The Story Collector
Christmas 2010. American artist Sarah isn’t coping well with unresolved grief and a failed marriage. On impulse, instead of flying home to her family in Boston, she catches a plane to Ireland and winds up staying in a remote cottage and stumbling across a hidden diary. But perhaps she is exactly where she is meant to be?
Christmas 1910. Irish farmer’s daughter Anna jumps at the chance to introduce enthusiastic American scholar Harold to local people, in his quest to translate and record local stories about The Good People – fairies that may be benign or malignant and might be the souls of the dead. But Anna too has a secret story to tell and her interactions with the sinister but attractive Anglo-Irish Hawley twins of Thornwood House threaten to end in tragedy.
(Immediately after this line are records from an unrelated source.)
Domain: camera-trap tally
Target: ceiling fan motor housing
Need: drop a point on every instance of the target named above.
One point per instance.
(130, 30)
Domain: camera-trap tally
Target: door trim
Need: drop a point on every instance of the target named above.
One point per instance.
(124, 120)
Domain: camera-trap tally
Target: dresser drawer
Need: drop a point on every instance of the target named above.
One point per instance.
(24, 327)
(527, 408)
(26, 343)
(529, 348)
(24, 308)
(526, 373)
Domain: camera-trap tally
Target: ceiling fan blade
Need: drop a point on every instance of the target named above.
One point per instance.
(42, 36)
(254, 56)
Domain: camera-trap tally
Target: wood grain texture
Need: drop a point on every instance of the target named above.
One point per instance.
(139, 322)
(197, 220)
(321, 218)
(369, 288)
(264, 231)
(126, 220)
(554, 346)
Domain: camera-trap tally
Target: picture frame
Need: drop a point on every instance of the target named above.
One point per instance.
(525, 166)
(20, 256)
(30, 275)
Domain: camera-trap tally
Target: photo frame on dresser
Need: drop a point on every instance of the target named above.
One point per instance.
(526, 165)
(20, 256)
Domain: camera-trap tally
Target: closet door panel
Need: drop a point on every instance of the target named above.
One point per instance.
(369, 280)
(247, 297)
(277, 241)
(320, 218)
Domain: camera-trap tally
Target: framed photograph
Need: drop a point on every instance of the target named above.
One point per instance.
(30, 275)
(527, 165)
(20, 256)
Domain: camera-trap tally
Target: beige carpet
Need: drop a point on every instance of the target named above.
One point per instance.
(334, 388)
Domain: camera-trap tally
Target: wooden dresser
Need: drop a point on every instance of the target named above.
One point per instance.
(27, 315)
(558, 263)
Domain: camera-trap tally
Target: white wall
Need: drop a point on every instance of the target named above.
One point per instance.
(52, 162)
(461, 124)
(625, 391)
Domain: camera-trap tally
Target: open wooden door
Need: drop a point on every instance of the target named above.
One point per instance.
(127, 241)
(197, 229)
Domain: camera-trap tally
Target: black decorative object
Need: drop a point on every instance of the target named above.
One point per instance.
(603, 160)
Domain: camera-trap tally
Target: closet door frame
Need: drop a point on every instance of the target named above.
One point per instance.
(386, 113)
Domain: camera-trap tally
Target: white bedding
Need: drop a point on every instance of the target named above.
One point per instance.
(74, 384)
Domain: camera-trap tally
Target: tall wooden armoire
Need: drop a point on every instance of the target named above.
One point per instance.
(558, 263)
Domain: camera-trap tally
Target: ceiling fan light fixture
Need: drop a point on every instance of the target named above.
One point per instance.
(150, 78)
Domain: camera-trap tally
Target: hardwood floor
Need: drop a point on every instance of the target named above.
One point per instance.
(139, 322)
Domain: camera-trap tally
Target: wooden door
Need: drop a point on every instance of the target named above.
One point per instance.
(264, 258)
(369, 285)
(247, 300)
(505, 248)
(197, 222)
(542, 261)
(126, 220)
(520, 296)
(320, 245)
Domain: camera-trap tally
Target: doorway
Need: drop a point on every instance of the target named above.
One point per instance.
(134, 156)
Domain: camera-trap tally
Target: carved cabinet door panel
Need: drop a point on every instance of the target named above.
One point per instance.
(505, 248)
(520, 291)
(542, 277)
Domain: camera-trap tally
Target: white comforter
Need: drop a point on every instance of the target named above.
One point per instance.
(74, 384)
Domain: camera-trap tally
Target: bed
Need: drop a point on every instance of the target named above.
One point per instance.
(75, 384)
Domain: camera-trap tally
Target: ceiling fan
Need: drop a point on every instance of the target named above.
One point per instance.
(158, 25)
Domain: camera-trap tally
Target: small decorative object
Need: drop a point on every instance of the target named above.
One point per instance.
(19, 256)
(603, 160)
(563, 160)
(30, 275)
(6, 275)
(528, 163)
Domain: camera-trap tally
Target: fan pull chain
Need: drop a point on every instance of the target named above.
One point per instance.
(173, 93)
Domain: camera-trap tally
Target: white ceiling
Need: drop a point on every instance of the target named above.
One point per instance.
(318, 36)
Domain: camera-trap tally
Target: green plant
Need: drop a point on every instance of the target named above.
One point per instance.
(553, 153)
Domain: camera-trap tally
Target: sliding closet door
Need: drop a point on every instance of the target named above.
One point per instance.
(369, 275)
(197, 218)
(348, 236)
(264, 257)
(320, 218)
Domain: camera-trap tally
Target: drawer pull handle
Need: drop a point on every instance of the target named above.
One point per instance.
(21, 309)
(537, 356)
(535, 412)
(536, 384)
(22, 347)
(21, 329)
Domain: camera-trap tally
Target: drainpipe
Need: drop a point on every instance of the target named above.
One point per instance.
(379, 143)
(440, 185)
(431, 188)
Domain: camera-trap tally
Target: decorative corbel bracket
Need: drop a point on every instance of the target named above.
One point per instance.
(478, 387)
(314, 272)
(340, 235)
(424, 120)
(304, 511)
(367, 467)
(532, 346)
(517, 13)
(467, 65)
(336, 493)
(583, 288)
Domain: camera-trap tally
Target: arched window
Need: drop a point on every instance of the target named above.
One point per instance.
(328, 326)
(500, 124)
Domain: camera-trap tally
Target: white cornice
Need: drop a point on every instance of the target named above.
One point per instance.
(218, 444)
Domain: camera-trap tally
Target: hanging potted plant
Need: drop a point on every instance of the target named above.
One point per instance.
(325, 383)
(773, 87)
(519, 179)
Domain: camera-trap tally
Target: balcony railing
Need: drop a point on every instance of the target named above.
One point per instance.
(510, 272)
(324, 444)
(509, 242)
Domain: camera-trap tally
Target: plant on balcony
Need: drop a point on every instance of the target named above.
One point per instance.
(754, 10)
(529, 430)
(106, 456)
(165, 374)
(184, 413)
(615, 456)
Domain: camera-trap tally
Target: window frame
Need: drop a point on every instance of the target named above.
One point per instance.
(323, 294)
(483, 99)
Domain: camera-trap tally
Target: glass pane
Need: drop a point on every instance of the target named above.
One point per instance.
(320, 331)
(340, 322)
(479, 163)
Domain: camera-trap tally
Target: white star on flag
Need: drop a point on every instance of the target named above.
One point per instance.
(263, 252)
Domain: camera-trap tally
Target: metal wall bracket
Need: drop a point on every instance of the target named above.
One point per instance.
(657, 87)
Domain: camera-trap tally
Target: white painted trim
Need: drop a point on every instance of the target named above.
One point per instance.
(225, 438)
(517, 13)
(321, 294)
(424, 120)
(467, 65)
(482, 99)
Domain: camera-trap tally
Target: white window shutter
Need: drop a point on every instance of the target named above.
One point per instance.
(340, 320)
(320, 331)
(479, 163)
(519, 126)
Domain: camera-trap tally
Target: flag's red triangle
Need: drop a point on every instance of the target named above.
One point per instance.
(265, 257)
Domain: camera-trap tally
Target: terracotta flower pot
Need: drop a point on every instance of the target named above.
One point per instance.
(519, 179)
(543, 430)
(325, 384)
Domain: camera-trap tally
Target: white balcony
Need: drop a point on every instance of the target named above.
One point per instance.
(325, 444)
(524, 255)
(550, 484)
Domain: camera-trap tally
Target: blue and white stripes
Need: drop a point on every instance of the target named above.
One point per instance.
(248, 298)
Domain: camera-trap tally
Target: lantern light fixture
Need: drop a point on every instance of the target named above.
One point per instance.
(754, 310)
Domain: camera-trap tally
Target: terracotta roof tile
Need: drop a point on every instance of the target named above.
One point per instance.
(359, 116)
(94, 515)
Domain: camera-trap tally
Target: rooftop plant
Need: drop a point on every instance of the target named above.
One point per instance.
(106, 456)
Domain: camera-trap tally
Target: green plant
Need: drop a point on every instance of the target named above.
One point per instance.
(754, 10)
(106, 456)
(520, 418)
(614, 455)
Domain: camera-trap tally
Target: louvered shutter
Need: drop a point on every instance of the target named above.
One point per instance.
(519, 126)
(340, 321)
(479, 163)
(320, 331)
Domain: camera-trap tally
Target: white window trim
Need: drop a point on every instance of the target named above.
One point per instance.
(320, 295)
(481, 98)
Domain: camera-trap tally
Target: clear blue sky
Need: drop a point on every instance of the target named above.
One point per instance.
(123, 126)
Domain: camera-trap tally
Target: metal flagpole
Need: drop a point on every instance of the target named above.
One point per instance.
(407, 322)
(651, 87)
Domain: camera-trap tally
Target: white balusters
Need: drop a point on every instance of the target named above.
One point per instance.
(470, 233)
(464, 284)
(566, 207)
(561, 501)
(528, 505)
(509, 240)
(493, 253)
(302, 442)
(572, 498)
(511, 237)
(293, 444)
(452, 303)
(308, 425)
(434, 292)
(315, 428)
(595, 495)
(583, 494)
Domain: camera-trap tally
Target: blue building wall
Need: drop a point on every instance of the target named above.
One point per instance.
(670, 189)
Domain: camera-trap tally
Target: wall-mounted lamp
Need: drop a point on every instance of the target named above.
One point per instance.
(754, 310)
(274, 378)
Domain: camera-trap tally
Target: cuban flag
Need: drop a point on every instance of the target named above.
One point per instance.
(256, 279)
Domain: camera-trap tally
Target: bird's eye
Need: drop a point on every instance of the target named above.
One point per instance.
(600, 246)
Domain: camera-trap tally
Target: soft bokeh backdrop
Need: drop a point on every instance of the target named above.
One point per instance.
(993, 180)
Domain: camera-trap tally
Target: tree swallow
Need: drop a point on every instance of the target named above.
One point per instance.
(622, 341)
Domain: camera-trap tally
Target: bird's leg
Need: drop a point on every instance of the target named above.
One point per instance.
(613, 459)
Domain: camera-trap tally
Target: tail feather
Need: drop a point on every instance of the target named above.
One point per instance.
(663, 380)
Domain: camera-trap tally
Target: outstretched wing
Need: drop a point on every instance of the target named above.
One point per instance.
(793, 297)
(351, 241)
This is an engaging story about unsettled grief – not only the two heroines, but also Oran, the single father Sarah befriends, and his mercurial teenage daughter Hazel are suffering different forms of bereavement. The characters, particularly in the modern section of the novel, are well-developed, and elements of Irish history are lightly sketched in. The choice of historical time setting seems apt too, before the First World War marked the beginning of a more modern age. The possibility that magic and the fairies are real is dangled tantalisingly before the reader, but not in a way that might make a sceptic roll their eyes.
If I have a criticism it is that sometimes Anna’s diary, with its measured prose and meticulous adherence to chronology, reads more like an account written several years after the events it describes and lacks the rawness of unprocessed emotion poured instantly onto the page. But all in all, this is a fitting tribute to Irish folklore that might otherwise be forgotten.